Luanda - "...não me oponho a qualquer alteração administrativa (...) desde que as contrapartidas sejam também benéficas para a população em geral e não somente para defender os interesses económicos de alguns." Desabafou o general Manuel  Carvalho Pacavira, em carta aberta divulgada no "Semanário Angolense".

 

"O que nós mais queremos é o desenvolvimento genuíno das nossas terras. Em vez do retrocesso queremos emprego, habitação condigna, desenvolvimento económico, escolas, hospitais". Lê-se ainda na referida carta de repudia que repassamos sem censura a seguir:


Fonte: Semanário Angolense & Club-k.net

Carta aberta ao Chefe do Executivo de Angola


Excelentíssimo
Senhor Presidente da República,

Correndo o risco de esta missiva não chegar as vossas mãos, tomamos a liberdade de a remeter, para divulgação, ao maior número possível de órgãos de comunicação no nosso país, fazendo-a também circular via Internet para repudiar mais uma atitude menos correcta do executivo liderado por V.Exa.


Fomos recentemente surpreendidos com a informação tornada pública por via do Ministério da Administração do Território (MAT), na pessoa do seu titular, quanto às intenções do executivo de reestruturar os limites geográfico da província do Bengo.

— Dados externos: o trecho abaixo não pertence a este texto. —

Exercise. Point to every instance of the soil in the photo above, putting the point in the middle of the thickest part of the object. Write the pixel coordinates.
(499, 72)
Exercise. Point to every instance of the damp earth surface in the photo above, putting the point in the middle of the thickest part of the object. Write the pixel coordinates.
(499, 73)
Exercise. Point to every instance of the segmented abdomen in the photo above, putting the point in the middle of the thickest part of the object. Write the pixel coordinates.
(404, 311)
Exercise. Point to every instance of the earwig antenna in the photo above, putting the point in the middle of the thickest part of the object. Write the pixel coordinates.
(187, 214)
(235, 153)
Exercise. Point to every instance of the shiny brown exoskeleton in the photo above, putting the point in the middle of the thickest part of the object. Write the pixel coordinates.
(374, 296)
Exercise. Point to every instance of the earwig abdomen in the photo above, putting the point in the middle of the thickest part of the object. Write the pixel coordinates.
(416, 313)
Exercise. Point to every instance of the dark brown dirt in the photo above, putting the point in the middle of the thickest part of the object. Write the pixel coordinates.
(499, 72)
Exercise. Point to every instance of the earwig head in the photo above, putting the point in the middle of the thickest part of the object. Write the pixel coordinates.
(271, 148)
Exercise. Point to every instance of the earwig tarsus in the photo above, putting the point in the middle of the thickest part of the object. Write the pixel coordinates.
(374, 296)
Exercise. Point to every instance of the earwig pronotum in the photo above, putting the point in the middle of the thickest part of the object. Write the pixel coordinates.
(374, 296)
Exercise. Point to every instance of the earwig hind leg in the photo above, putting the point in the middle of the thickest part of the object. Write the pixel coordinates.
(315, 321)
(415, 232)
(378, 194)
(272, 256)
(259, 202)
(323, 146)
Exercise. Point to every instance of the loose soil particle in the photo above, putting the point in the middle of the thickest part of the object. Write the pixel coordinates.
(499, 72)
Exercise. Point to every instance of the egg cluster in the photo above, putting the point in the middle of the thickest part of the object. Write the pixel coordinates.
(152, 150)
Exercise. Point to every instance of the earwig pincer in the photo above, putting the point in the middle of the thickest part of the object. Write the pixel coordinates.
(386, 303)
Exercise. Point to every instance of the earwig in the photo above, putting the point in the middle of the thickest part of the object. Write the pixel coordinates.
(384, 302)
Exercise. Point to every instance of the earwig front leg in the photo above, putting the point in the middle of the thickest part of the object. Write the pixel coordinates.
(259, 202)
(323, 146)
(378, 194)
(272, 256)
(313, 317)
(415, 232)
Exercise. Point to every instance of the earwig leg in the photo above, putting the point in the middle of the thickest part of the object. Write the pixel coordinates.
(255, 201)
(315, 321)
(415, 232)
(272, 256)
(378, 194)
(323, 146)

Como cidadão deste país e munícipe de Icolo e Bengo não me oponho a qualquer alteração administrativa que possa ocorrer em todo território nacional desde que as contrapartidas sejam também benéficas para a população em geral e não somente para defender os interesses económicos de alguns.

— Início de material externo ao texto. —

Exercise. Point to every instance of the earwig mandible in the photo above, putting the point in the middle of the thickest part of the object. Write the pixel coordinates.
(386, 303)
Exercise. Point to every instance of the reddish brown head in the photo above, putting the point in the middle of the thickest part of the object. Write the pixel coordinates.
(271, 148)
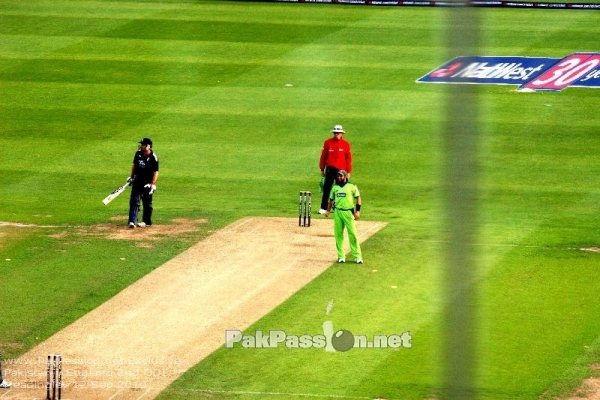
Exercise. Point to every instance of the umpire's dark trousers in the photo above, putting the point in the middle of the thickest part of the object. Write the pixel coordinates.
(139, 194)
(330, 175)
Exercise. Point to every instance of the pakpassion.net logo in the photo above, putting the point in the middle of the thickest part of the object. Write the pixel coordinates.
(342, 340)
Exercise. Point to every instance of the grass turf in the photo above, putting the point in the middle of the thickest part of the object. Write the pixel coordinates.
(82, 81)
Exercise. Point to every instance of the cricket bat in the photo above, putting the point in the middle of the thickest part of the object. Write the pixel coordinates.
(116, 193)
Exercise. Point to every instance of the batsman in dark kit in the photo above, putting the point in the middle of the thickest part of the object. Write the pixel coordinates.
(144, 174)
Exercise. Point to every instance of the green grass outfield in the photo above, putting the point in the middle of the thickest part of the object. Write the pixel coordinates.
(82, 81)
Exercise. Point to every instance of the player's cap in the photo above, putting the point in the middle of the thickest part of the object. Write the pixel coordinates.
(337, 129)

Sr. Presidente, Qualquer alteração administrativa não mexe apenas com a terra; tem outras implicações: envolve pessoas, hábitos, costumes, etc. Qualquer pessoa de bom senso teria no mínimo consultada genuinamente os povos desta região antes de pretender tomar qualquer decisão em seu nome.


Mais ainda, não se coaduna com algumas das suas orientações dos últimos tempos, recordo-me, à título de exemplo, de dois trechos do seu discurso à nação aquando do empossamento do Governo de Angola saído das eleições de 2008 (Outubro 2008), que passo a citar:
«A discussão de alguns assuntos com os cidadãos destinatários da nossa acção e com organizações da sociedade civil e ainda o diálogo e a concertação regulares com os parceiros sociais (empregadores e centrais sindicais) são vias que garantem uma participação organizada no tratamento das questões e reforçam a compreensão e a estabilidade política.» «...O combate à fome e a à pobreza é uma prioridade de primeira linha...»


Estas suas palavras ecoaram em nós como novos tempos de mudança em que teríamos um novo Governo eleito por nós e para nós.
No entanto, para a maioria de nós continua a ser a mesma miragem do passado. As nossas preocupações são ignoradas. Será que é pedir de mais aos nossos decisores para que conosco conversem conforme vossa sábia orientação?


O que nós mais queremos é o desenvolvimento genuíno das nossas terras. Em vez do retrocesso queremos emprego, habitação condigna, desenvolvimento económico, escolas, hospitais.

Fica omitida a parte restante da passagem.